Des barricades enflammées ont été érigées à l’intersection des rues Cameau et Capois à Port-au-Prince par des familles déplacées de Carrefour-Feuilles occupant plusieurs établissements Scolaires depuis plus dun mois. Elles expriment leur mécontentement, lors dune manifestation ce mercredi 4 octobre, face à ce que le Ministère de l’éducation nationale les considèrent comme une menace imminente, elles doivent être expulsées de leur refuge à l’école nationale République du Brésil, des lycées Marie-Jeanneet Cinquantenaire.
La source du mécontentement réside dans les informations selon lesquelles les autorités envisageraient de les expulser afin de permettre la reprise des activités scolaires dans ces établissements.
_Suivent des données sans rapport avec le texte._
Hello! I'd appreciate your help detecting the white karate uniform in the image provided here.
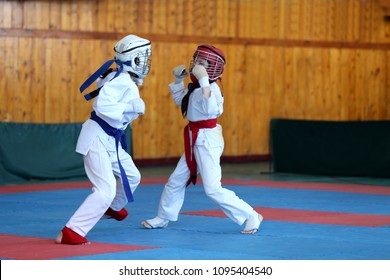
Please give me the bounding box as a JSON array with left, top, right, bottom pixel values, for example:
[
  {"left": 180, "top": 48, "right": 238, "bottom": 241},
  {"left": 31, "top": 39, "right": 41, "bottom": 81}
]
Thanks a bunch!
[
  {"left": 66, "top": 72, "right": 141, "bottom": 236},
  {"left": 157, "top": 82, "right": 253, "bottom": 225}
]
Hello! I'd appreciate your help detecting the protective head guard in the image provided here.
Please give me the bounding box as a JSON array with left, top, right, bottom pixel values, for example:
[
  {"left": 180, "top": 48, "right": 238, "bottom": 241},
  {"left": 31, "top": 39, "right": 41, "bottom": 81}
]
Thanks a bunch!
[
  {"left": 114, "top": 35, "right": 152, "bottom": 79},
  {"left": 190, "top": 45, "right": 226, "bottom": 81}
]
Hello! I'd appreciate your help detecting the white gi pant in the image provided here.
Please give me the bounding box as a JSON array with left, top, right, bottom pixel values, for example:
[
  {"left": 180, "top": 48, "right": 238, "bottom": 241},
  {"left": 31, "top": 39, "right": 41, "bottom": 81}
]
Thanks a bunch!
[
  {"left": 157, "top": 125, "right": 253, "bottom": 225},
  {"left": 66, "top": 135, "right": 141, "bottom": 236}
]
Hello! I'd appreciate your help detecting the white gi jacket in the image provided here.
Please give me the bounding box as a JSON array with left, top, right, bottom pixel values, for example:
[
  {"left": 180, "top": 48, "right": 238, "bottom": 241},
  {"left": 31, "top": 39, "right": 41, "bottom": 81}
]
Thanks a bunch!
[
  {"left": 76, "top": 72, "right": 140, "bottom": 155},
  {"left": 169, "top": 83, "right": 224, "bottom": 149}
]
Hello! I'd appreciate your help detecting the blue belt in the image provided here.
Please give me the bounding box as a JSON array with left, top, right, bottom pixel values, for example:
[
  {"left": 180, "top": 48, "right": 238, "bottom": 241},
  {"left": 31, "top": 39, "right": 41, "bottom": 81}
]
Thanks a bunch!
[{"left": 91, "top": 111, "right": 134, "bottom": 202}]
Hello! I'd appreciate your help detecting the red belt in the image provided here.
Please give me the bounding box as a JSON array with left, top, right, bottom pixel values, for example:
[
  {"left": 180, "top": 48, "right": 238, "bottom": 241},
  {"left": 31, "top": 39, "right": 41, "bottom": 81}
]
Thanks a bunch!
[{"left": 184, "top": 119, "right": 217, "bottom": 186}]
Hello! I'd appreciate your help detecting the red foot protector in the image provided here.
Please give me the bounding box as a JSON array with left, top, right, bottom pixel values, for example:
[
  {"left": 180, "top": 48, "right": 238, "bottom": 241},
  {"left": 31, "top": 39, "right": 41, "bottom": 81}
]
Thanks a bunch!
[
  {"left": 104, "top": 208, "right": 129, "bottom": 221},
  {"left": 61, "top": 227, "right": 88, "bottom": 245},
  {"left": 0, "top": 234, "right": 159, "bottom": 260},
  {"left": 182, "top": 207, "right": 390, "bottom": 227}
]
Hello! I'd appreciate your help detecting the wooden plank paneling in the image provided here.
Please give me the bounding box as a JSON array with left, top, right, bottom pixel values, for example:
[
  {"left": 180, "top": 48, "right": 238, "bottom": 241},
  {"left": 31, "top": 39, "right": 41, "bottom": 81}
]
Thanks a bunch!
[{"left": 0, "top": 0, "right": 390, "bottom": 159}]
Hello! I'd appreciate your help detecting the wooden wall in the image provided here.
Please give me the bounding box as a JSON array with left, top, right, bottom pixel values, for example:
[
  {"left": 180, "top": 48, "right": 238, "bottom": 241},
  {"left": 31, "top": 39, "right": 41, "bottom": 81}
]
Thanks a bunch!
[{"left": 0, "top": 0, "right": 390, "bottom": 162}]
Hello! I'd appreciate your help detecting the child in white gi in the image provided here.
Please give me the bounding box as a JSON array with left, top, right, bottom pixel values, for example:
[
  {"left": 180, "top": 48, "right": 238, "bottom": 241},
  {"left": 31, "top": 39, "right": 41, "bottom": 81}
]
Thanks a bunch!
[
  {"left": 55, "top": 35, "right": 151, "bottom": 244},
  {"left": 141, "top": 45, "right": 263, "bottom": 234}
]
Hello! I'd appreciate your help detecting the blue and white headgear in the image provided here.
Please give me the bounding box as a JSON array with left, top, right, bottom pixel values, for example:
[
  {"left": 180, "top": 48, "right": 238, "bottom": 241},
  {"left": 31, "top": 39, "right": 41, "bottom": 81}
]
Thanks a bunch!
[{"left": 80, "top": 35, "right": 152, "bottom": 100}]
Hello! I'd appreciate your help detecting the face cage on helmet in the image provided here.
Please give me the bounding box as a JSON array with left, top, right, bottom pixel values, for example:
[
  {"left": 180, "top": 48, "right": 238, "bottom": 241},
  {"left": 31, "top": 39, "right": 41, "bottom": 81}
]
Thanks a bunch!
[
  {"left": 190, "top": 50, "right": 225, "bottom": 80},
  {"left": 131, "top": 48, "right": 152, "bottom": 78}
]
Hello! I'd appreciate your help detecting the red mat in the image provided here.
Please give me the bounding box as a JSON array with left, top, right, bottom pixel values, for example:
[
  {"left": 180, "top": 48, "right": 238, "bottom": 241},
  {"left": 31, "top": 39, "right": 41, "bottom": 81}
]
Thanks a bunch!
[
  {"left": 0, "top": 178, "right": 390, "bottom": 195},
  {"left": 0, "top": 234, "right": 158, "bottom": 260},
  {"left": 182, "top": 207, "right": 390, "bottom": 227}
]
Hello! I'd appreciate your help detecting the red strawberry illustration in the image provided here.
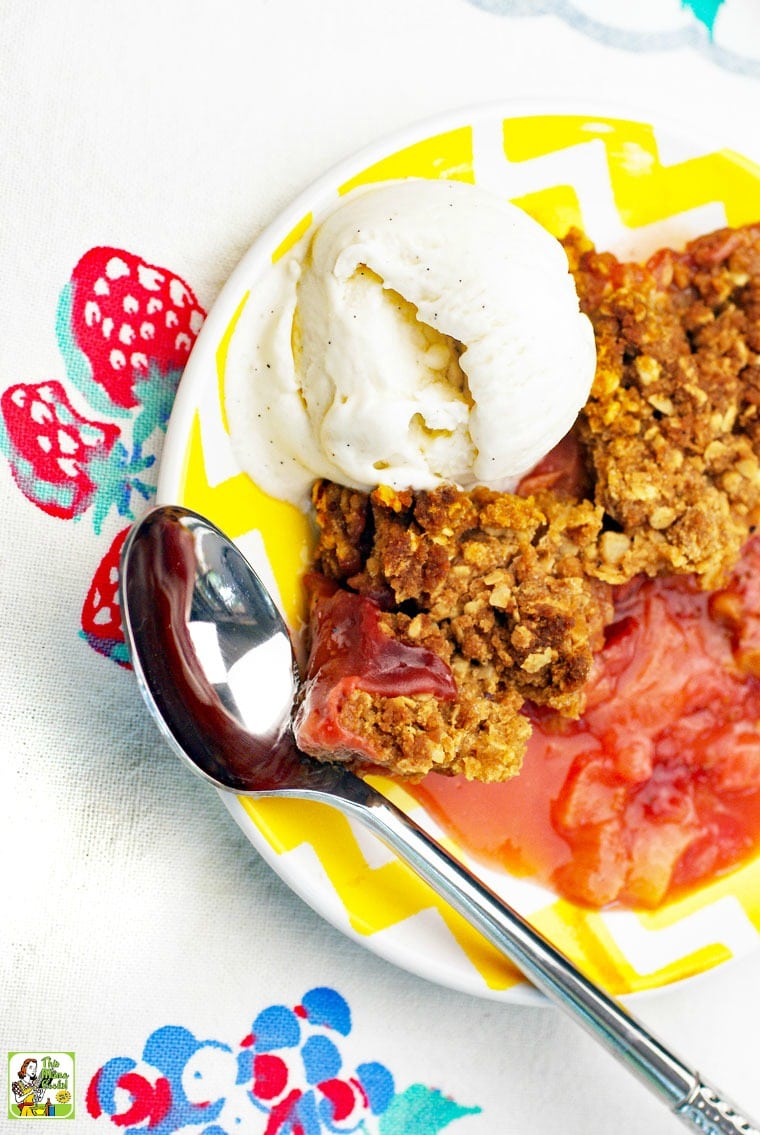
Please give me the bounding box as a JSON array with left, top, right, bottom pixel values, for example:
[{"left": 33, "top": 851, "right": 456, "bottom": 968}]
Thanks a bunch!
[
  {"left": 82, "top": 526, "right": 129, "bottom": 667},
  {"left": 0, "top": 381, "right": 154, "bottom": 532},
  {"left": 58, "top": 247, "right": 204, "bottom": 446}
]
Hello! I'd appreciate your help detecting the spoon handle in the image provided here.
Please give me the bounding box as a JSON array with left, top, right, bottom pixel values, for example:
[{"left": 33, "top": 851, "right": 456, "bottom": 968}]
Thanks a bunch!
[{"left": 330, "top": 776, "right": 760, "bottom": 1135}]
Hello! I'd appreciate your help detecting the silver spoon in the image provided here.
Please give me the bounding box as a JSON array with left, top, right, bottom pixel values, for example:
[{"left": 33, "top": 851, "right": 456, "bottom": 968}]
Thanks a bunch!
[{"left": 120, "top": 506, "right": 760, "bottom": 1135}]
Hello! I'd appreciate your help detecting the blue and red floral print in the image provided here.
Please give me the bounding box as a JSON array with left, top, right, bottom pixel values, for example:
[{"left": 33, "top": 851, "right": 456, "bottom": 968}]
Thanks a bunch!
[{"left": 86, "top": 987, "right": 480, "bottom": 1135}]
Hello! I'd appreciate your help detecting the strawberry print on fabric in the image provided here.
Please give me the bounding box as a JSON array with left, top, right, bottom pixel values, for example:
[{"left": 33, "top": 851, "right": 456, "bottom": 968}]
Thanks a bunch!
[
  {"left": 82, "top": 526, "right": 129, "bottom": 667},
  {"left": 86, "top": 986, "right": 480, "bottom": 1135},
  {"left": 0, "top": 240, "right": 205, "bottom": 666},
  {"left": 57, "top": 247, "right": 204, "bottom": 449},
  {"left": 0, "top": 381, "right": 154, "bottom": 532}
]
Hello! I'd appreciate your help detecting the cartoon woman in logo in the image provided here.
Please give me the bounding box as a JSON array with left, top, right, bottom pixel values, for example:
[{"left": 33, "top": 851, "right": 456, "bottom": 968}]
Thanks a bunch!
[{"left": 10, "top": 1057, "right": 45, "bottom": 1118}]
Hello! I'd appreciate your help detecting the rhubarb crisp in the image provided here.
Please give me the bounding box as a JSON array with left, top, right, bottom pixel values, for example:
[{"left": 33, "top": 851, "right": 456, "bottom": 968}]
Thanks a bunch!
[{"left": 296, "top": 226, "right": 760, "bottom": 781}]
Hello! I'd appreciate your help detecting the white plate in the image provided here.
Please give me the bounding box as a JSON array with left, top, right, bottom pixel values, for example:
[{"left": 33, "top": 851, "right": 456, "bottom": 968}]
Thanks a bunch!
[{"left": 159, "top": 97, "right": 760, "bottom": 1001}]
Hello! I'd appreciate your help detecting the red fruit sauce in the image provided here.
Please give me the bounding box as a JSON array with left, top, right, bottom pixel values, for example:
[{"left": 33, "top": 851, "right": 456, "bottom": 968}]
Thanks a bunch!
[
  {"left": 294, "top": 577, "right": 456, "bottom": 758},
  {"left": 411, "top": 536, "right": 760, "bottom": 907}
]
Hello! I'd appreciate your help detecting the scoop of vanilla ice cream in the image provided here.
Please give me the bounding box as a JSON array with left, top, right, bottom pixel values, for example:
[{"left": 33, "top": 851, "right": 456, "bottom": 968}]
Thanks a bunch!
[{"left": 233, "top": 179, "right": 596, "bottom": 498}]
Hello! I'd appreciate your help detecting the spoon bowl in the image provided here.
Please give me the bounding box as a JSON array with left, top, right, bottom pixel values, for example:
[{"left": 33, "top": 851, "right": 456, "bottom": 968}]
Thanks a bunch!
[{"left": 120, "top": 505, "right": 760, "bottom": 1135}]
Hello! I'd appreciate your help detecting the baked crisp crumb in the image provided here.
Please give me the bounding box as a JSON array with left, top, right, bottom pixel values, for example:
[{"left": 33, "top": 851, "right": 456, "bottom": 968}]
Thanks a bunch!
[
  {"left": 292, "top": 225, "right": 760, "bottom": 781},
  {"left": 564, "top": 225, "right": 760, "bottom": 588}
]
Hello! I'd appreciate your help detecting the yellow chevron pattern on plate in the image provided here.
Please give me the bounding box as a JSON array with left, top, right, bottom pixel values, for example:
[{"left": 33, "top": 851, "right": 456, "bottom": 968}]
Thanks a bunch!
[{"left": 170, "top": 109, "right": 760, "bottom": 999}]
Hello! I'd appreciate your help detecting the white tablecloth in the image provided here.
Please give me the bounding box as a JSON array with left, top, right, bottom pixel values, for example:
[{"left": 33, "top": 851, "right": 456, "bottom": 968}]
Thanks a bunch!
[{"left": 0, "top": 0, "right": 760, "bottom": 1135}]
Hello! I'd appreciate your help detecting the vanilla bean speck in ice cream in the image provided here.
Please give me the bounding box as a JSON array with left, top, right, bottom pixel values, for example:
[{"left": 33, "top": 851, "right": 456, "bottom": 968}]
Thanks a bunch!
[{"left": 227, "top": 178, "right": 596, "bottom": 503}]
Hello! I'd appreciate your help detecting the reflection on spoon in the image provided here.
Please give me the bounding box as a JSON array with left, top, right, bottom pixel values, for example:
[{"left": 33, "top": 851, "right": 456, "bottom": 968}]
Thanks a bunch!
[{"left": 120, "top": 506, "right": 760, "bottom": 1135}]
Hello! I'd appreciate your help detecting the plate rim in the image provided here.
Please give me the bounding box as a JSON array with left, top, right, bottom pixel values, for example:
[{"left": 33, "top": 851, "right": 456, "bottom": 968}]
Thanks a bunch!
[{"left": 157, "top": 94, "right": 760, "bottom": 1006}]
Les résidents déplacés affirment que les autorités leur ont fixé un ultimatum impératif, les sommant de quitter les lieux d’ici ce jeudi 5 octobre pourtant ils n’ont ni moyens, ni résidence, ni espoir, expliquent-ils.
Leurs préoccupations ne se limitent pas à ces écoles spécifiques, car ils rapportent que d’autres déplacés, hébergés dans différentes écoles de Port-au-Prince, dont le lycée Jean Jacques, sont également concernés par cette échéance imminente.

“Nou menm pèp kafoufey, nou vle retounen lakay nou. Nou mande otorite yo fè nou jwenn mwayen, bannou sekirite nou epi kreye bon kondisyon pou gen lapè paske nou pa viv nan sityasyon sa jodi a nan abri pwovizwa yo. Nou se moun, nou vle viv tankou moun”, ont déclaré des protestataires à un reporter du journal.
La tension monte dans la région, et les barricades enflammées bloquant les rues témoignent de l’exaspération croissante des anciens résidents de Carrefour-Feuilles. Ils demandent que leurs voix soient entendues et que des solutions alternatives soient trouvées pour garantir leur logement et leur sécurité.
Les autorités du MENFP n’ont pas encore répondu publiquement aux revendications des manifestants, mais la situation reste tendue à l’approche de la date limite du 5 octobre. Les observateurs locaux surveillent de près l’évolution de cette serie de manifestations et espèrent qu’un dialogue constructif pourra prévenir toute escalade de la situation catastrophique.